Una mañana, tras un sueño intranquilo, Gregorio Samsa se despertó convertido en un monstruoso virus. Estaba tumbado sobre lo que había sido su espalda, aunque ahora esa definición ya no le era aplicable. Se percató de que se había transformado en una esfera palpitante de una textura que se le antojó indefinible. Intentó levantar un poco la cabeza, como en un acto reflejo, pero también ella formaba parte de ese globo translúcido a través del cual descubrió, horrorizado, que había perdido cualquier aspecto o propiedad humana. ¿Qué me ha ocurrido?, pensó. No era un sueño. Su habitación permanecía igual. Miró alrededor y se encontró con aquellas cuatro paredes harto conocidas. Confuso y asustado intentó moverse, pero, dada su redondez, solo pudo girar hasta casi caerse de la cama.

Se percató de que la colcha, sobre su extraño cuerpo, formaba un curioso montículo salpicado de protuberancias heterogéneas. Su cerebro se interrogó sobre ellas y, en un ataque de desconcierto, intentó moverlas como cuando pertenecía a la Humanidad y era capaz de articular sus brazos y sus piernas. Con gran dificultad observó que, en efecto, aquella especie de pseudópodos —echó mano de sus lecciones escolares para poder definirlos— se movían como vibrisas —de nuevo las clases de ciencias naturales vinieron en su ayuda— y el tejido de la colcha adquiría el suave movimiento de las olas en una tarde de playa que le trasladó a su infancia olvidada.

Salió de su estupor y miró hacia la ventana; estaba nublado, y sobre el alféizar repiqueteaban las gotas de lluvia, lo que le produjo una tierna melancolía. Bueno —pensó—; ¿y si siguiese durmiendo un rato y me olvidase de todas estas locuras?

Pero no era posible, su nueva forma le abstraía y le impedía cualquier razonamiento sensato. ¡Al diablo con todo!, se dijo, mientras se volvía hacia el despertador, que tictaqueaba encima del baúl. — ¡Dios mío! — exclamó. Eran más de las seis y media, y las manecillas seguían avanzando tranquilamente. ¿Es que no había sonado?
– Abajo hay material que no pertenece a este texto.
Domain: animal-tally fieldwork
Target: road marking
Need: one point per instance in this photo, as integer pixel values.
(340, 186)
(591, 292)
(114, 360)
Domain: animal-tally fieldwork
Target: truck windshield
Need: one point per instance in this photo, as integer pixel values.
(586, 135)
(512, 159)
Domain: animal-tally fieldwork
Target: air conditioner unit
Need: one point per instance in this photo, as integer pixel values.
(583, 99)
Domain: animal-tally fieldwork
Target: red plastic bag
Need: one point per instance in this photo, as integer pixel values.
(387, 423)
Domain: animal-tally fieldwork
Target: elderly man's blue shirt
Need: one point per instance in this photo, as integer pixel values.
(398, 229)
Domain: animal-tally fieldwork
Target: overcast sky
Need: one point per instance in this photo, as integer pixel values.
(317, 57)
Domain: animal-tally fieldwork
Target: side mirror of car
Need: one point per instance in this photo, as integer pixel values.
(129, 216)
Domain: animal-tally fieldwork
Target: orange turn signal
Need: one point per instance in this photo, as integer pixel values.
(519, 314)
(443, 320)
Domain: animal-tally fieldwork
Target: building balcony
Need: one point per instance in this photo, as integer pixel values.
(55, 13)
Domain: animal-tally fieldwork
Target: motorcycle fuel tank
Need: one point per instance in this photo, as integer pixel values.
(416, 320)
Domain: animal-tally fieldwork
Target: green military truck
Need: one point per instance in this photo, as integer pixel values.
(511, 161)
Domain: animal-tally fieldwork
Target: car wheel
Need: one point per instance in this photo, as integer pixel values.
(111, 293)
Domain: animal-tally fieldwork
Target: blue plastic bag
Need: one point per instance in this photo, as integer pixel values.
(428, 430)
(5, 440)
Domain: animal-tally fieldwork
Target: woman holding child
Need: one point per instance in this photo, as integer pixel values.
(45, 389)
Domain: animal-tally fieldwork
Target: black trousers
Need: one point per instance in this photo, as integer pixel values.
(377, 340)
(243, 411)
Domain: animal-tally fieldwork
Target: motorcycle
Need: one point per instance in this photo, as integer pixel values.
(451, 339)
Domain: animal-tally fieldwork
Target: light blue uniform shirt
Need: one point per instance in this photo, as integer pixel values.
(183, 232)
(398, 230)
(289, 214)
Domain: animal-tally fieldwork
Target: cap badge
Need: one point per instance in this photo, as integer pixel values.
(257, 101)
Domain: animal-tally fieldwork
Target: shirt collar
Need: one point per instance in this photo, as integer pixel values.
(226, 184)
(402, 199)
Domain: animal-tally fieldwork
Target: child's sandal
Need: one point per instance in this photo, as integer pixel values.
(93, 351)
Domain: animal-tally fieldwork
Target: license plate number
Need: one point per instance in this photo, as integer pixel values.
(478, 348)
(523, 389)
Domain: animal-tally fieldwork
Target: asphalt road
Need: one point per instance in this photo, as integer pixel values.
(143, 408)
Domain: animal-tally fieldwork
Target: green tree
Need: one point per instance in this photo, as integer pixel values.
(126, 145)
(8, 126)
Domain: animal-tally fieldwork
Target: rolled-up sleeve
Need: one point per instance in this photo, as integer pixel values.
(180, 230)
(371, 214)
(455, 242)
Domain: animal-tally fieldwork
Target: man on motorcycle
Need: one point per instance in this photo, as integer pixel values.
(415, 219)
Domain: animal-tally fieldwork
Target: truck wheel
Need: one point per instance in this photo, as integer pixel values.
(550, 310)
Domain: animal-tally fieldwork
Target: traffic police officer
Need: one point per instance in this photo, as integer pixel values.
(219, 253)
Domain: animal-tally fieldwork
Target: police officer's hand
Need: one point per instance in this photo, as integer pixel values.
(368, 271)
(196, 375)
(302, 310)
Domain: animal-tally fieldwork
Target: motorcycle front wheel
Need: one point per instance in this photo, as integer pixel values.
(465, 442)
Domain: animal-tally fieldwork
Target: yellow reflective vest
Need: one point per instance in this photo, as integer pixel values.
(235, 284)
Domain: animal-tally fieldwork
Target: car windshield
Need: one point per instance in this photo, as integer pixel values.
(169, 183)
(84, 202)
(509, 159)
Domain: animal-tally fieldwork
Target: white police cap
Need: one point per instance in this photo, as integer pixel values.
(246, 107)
Tenía que ir a trabajar... Quizá podría aducir que se había levantado mal de salud, pero despertaría sospechas, pues Gregorio, en los cinco años que llevaba empleado, no había estado nunca enfermo. ¿Qué hacer?

Mientras pensaba atropelladamente y justo en el momento en que el despertador daba las siete menos cuarto, llamaron a la puerta que estaba junto a la cabecera de la cama. — Gregorio — dijo la voz de su madre, — son las siete menos cuarto. ¿No tenías que ir de viaje? ¡Qué voz tan dulce! — Gregorio se horrorizó al oír en cambio suya propia, que era la de siempre, pero mezclada con un penoso y estridente silbido, en el cual las palabras, al principio claras, se confundían luego y sonaban de forma tal que uno no estaba seguro de haberlas oído. Gregorio hubiera querido dar una explicación detallada; pero, al oír su propia voz, se limitó a decir: Sí, sí. Gracias, madre. Ya me levanto. A través de la puerta de madera, la transformación de la voz de Gregorio no debió notarse, pues la madre se tranquilizó con esta respuesta y se retiró. Luego llegó el padre para insistir. Luego su hermana: ¿no estás bien? ¿Necesitas algo? — Ya estoy bien — respondió Gregorio a ambos a un tiempo, esforzándose por pronunciar con claridad, y hablando con gran lentitud, para disimular el insólito sonido de su voz. - Abre, Gregorio, por favor, escuchó tras la puerta.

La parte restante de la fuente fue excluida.